London hingegen kassierte zwei harmlose Verwarnungen, die mehr Frust als Härte zeigten. Vincent Lenentine (67.) und Dylan McLeod (73.) griffen beherzt, aber zu spät ein. "Ich wollte nur den Ball", rechtfertigte sich McLeod nach dem Spiel, "aber leider war der Gegner näher dran."

Und dann kam Malfoy wieder. In der 86. Minute, als London alles nach vorne warf, konterten die Blues eiskalt. Wieder war es Espinosa, der den Ball auf den rechten Flügel chipte, wieder war Malfoy da - und wieder zappelte der Ball im Netz. 3:1. Der Rest war Schweigen, zumindest auf den Tribünen. Nur die paar hundert mitgereisten Fans aus Quebec sangen sich durch die Nachspielzeit, während Lindemann auf der Bank stoisch kaute - vermutlich an einem Kaugummi, vielleicht aber auch an einem taktischen Gedanken für das nächste Spiel.

Statistisch gesehen war es ein kurioser Abend: London hatte 56 Prozent Ballbesitz, aber nur fünf Torschüsse.

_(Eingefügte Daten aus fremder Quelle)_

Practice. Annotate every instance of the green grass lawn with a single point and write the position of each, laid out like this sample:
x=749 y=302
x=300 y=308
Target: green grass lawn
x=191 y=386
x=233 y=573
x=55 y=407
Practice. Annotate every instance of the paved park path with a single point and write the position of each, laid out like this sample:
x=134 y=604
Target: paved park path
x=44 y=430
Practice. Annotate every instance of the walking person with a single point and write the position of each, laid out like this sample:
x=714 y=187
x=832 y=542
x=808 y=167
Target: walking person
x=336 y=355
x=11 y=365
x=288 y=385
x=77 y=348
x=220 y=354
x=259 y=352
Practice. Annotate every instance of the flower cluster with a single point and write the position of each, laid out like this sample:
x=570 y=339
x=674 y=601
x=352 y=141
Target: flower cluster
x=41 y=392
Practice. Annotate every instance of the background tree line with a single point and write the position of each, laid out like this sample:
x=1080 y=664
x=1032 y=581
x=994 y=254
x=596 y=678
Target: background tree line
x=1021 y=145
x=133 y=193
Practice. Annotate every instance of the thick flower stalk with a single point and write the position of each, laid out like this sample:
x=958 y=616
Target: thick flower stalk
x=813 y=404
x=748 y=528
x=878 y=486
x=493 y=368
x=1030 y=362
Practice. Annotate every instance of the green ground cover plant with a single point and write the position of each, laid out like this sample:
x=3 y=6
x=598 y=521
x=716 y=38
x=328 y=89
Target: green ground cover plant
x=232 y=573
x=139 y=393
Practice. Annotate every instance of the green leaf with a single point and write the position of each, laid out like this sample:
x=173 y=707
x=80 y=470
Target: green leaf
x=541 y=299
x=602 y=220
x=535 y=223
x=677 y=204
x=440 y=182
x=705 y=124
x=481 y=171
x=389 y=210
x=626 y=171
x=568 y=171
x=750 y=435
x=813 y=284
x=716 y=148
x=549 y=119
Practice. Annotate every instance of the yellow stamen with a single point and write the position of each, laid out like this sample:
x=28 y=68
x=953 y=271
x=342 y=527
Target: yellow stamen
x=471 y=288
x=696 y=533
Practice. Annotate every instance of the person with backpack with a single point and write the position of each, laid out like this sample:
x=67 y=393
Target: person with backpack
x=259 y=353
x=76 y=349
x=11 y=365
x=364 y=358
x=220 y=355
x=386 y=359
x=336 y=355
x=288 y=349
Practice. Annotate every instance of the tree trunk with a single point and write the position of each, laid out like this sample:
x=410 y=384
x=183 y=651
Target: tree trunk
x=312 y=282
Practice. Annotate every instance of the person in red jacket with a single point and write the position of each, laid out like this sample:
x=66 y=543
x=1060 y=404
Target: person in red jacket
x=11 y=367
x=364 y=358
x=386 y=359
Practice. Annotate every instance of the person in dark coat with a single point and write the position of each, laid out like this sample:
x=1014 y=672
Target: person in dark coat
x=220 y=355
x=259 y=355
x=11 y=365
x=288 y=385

Quebec dagegen schoss 15-mal, gewann mehr Zweikämpfe (54,5 Prozent) und wirkte dabei, als hätten sie das Drehbuch des Spiels schon vorher gelesen. "Wir haben uns an unseren Plan gehalten", sagte Lindemann, "und der hieß: Lass sie spielen, aber nicht treffen."

Ron Wiesel dagegen suchte nach Worten. "Wir wollten mutig auftreten", seufzte er. "Leider waren wir hauptsächlich mutig darin, Chancen zu vergeben." Kapitän Caron versuchte es optimistischer: "Wir haben gezeigt, dass wir Fußball spielen können - jetzt müssen wir nur noch gewinnen."

Am Ende blieb das Flutlicht an, die Fans gingen, und irgendwo in der Kabine von London United knarrte eine Tür, als wolle sie sagen: Manchmal ist Ballbesitz eben nur die Illusion von Kontrolle.

Ein Abend für Statistikfreunde, Taktikliebhaber - und für alle, die wissen, dass Effizienz oft lauter spricht als Ästhetik.